Credit Card on file works well if used appropriately. We do this with many practices. In our EHR, you can indicate a max amount to charge in a single month or transaction, with a lifetime/annual max. We have clients who send statements with a dunning message that if they have a card on file, this balance (up to their approved max) will process in x days. Others do as the writer states above, expect patients to actually read their EOBs and know what their out-of-pocket is. Credit cards are stored securely, so this should not be a worry. I encourage everyone to get on board, it is making collecting patient AR a non-issue. Note that in the past, if you were on a payment plan with your doctor, some biller wrote your card info down, put it in a day of the month sorter, kept it in a drawer or cabinet, and manually entered the info on the day you agreed every month. This was the process for decades, and I’ve ripped those sheets out of desperate billers’ hands to shred them. Confirm your provider has the ability to hold a secure electronic card on file and do it!
Credit card on file? Never if I can help it. I’d look for another clinic first. With the billing and coding errors I’ve dealt with over the years, I always want to be in the position of them coming after me for money rather than the other way around.

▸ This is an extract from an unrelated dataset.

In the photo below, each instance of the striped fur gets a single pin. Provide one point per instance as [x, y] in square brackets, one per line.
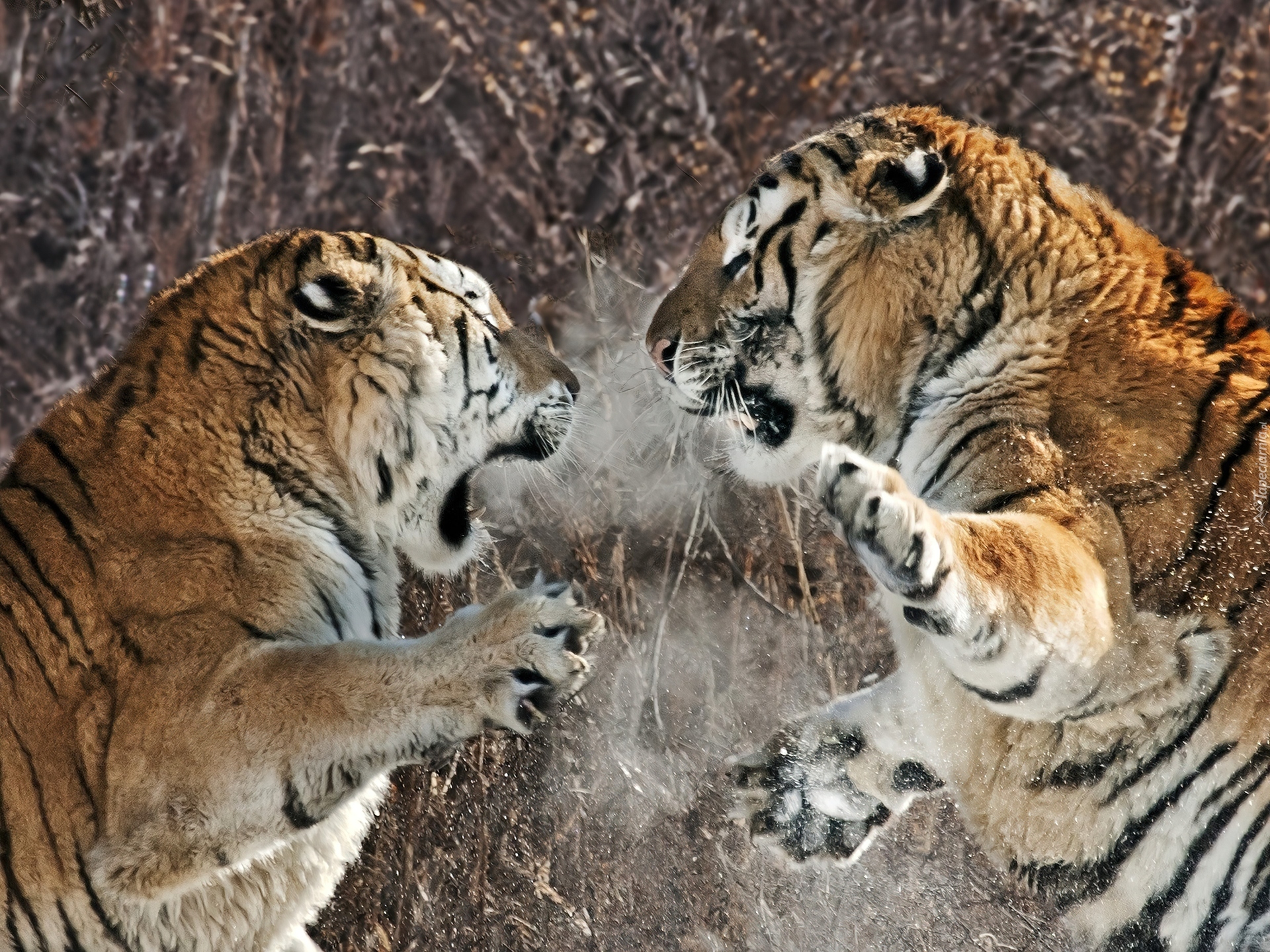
[1043, 432]
[201, 677]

Same reason I always decline to prepay the deductible when I show up at registration.
“limit annual physicals to health screenings and risk management with no review of specific medical issues” is so corrupt it makes me see red.
I started hearing about this a year or so ago and figured it was a mistake, then my own doctor’s office started doing this and I want to start calling Attorneys General to see what the deal is. From my perspective this is double-dipping: the *purpose* of the ACA requiring an annual physical at no extra charge was specifically to make sure that chronic conditions are managed appropriately so that they don’t become acute and drive up the cost of care. “No-copay” eliminated a financial barrier, to get people into the doctor’s office specifically so that these conditions could be treated Charging extra – both by billing the insurance company for a separate visit which exist concurrently with the physical and collecting a copay – once the “annual physical” actually turns up a new diagnosis, completely eliminates the benefit of the no-copay-wellness visit. Its absolutely the alpha and omega of perverse incentive.